While you don’t think of Sean Connery, even in his James Bond-busting roles, as a go-to actor for NYC-centric director Sidney Lumet, they actually worked together five times.* Notably, sans toupeé in four of the five, including this police downer where Connery’s twenty-year vet can’t hold back once he starts interrogating Ian Bannen’s serial child molester. Nothing’s been proved, but Connery ‘noses’ him out. After so many cases, so much violence, so much time on horror after horror (brought back in subliminal edits), he’s just knows. He also, tragically, belongs to them in a way, obsessed to the point of losing all control. Structured, after an extended prologue finding the missing girl, as a series of power-duets between Connery and his superior (Peter Bowles), Connery and his unhappy/unsatisfying wife (Vivien Merchant), Connery and the police internal investigator (Trevor Howard), and finally Connery and the perp (in flashback). The script feels designed as a theatrical play with the whole cast stepping up one-by-one to face Connery. And that becomes a problem, something Lumet seems painfully aware of as he tries, without much success, to pull everyone back from clobbering the camera with over-emoting using Gerry Fisher’s grungy color scheme & smudgy lighting to contrast with some tricky camera effects. (It was either that or have Connery make like Rod Steiger in THE PAWNBROKER/’64 and stab his hand on a desk receipt nail. Yikes!) Made fast and cheap, the film is quite an achievement in some ways, a technical/professional marvel at the 1 mill. price, but also brutally obvious.* And it’s not the only Lumet/Connery film to feel that way.

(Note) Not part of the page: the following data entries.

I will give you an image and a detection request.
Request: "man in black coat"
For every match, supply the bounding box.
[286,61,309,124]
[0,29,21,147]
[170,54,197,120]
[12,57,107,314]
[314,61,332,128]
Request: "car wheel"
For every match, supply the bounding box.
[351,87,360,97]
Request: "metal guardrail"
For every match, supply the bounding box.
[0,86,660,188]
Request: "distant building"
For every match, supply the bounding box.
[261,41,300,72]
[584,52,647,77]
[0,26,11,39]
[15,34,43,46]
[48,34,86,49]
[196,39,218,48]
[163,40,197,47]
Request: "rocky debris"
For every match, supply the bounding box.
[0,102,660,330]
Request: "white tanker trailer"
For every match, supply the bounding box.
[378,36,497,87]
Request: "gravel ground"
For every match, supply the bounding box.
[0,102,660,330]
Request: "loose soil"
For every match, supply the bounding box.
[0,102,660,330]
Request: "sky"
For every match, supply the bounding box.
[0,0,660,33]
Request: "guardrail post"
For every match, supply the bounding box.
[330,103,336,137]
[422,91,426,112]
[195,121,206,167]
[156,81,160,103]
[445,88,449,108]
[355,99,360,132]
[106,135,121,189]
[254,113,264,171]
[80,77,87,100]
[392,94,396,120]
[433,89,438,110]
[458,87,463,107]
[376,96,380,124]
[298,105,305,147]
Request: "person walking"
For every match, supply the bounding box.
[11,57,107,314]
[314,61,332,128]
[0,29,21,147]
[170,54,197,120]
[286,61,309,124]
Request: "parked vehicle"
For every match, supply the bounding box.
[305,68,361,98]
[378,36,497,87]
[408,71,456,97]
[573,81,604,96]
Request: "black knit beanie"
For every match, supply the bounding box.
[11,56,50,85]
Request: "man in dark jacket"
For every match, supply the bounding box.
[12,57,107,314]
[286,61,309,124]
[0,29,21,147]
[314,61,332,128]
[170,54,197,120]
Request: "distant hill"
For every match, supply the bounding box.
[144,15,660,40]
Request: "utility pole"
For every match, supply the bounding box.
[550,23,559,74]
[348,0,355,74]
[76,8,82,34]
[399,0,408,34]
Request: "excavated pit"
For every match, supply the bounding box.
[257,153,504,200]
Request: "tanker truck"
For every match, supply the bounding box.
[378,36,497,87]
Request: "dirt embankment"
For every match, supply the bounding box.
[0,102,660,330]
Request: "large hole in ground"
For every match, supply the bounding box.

ATTENTION MUST BE PAID: I kept writing THE OFFENSE instead of THE OFFENCE. The ‘wrong’ spelling a better fit.
DOUBLE-BILL/LINK: *Brutally obvious, a perfect description of the first Connery/Lumet collaboration, THE HILL/’65. https://maksquibs.blogspot.com/2022/05/the-hill-1965.html
SCREWY THOUGHT OF THE DAY: *No doubt, we’ve got this backwards in that it was more likely Lumet was a ‘go-to’ director for Connery, certainly so here.